Thanks to the ladies over at our sister site Forever Young Adult, I learned a great bit of news upon waking this morning! Patrick Ness, the author of the Chaos Walking trilogy, announced that Charlie Kaufman will write the screenplay adaptation of the first book in the series, The Knife of Never Letting Go. As you can tell from his Twitter feed and his blog, Ness is super excited.
Chaos Walking is an absolutely brilliant YA series. The trilogy is significantly better than The Hunger Games, and I've always wondered why that series remains the more popular of the two. The Knife of Never Letting Go follows Todd Hewitt, the only boy remaining in the small New World settlement of Prentisstown.

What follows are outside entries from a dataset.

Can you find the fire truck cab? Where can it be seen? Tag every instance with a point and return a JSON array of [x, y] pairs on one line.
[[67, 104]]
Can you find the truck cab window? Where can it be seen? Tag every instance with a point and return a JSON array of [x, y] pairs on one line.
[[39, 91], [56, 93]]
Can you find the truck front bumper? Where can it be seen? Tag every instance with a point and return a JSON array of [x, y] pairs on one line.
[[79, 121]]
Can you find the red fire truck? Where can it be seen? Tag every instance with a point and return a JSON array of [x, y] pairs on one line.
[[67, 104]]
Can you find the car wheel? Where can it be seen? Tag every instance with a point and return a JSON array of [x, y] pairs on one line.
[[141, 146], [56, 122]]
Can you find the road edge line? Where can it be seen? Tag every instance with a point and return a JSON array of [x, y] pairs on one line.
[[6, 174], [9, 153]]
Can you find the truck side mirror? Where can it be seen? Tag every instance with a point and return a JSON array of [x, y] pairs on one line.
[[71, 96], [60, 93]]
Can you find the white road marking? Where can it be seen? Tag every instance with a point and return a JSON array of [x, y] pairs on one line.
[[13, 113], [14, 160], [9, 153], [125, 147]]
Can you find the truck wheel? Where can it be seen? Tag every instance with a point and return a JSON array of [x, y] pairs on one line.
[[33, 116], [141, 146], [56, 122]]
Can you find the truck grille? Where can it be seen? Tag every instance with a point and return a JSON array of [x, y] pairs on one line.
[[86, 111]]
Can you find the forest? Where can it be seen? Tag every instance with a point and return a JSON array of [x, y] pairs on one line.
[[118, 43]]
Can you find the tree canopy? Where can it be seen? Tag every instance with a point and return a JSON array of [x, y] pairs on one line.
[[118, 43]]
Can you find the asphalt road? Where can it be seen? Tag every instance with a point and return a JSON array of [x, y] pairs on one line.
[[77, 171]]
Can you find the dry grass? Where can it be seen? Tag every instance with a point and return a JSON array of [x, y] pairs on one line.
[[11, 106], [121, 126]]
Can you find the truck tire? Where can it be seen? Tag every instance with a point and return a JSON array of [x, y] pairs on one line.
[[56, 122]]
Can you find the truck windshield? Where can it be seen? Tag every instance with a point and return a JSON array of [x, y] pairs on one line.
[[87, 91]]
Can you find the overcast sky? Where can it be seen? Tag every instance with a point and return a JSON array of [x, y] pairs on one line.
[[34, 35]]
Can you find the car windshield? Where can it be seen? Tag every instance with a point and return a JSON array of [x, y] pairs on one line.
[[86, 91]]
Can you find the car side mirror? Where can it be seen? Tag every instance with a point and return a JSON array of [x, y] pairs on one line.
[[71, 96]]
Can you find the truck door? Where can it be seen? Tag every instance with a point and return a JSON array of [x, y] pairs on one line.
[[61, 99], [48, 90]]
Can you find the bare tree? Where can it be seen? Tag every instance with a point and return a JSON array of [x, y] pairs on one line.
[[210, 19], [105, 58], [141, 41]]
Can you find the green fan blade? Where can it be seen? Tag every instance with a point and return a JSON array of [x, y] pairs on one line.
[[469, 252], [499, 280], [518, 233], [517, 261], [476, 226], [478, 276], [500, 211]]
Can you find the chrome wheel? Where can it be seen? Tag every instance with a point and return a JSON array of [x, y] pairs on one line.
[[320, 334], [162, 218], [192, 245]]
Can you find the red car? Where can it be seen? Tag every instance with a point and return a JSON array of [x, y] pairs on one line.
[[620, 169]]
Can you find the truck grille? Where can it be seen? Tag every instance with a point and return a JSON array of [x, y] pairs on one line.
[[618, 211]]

The indigenous species of New World, called The Spackle by the settlers, communicates telepathically, and as a result all of the men on the planet can now hear each other's thoughts - a ceaseless aural assault called The Noise. There's a lot of deception and oppression happening in the upper ranks of Prentisstown, and Todd's guardians send him alone on a terrifying journey to escape the fate that awaits him by Mayor Prentiss.
So, so many other things happen in this devastating series, but try not to read too much about it. I read the entire trilogy unspoiled, and each new reveal was staggering. The series is beautifully written; Ness has a singular voice and he's the rare YA author whose language is as riveting as his action. And the books are deliciously complex, with alternating narration through the series made further enigmatic by The Noise of the characters intruding through the spoken dialogue. Once it was announced that the series would be adapted to film, I was thrilled because I think there's a lot of cinematic potential inherent in the pages, but I was also stumped as to how they'd navigate the complexity of the story and the dialogue.
Clearly, if anyone can do it it's Kaufman. With Adaptation, Being John Malkovich and Eternal Sunshine under his belt, he's proven that complexity is his favorite game. This should be seriously great.
Now who should direct? I wonder if Gondry or Jonze are out of the question.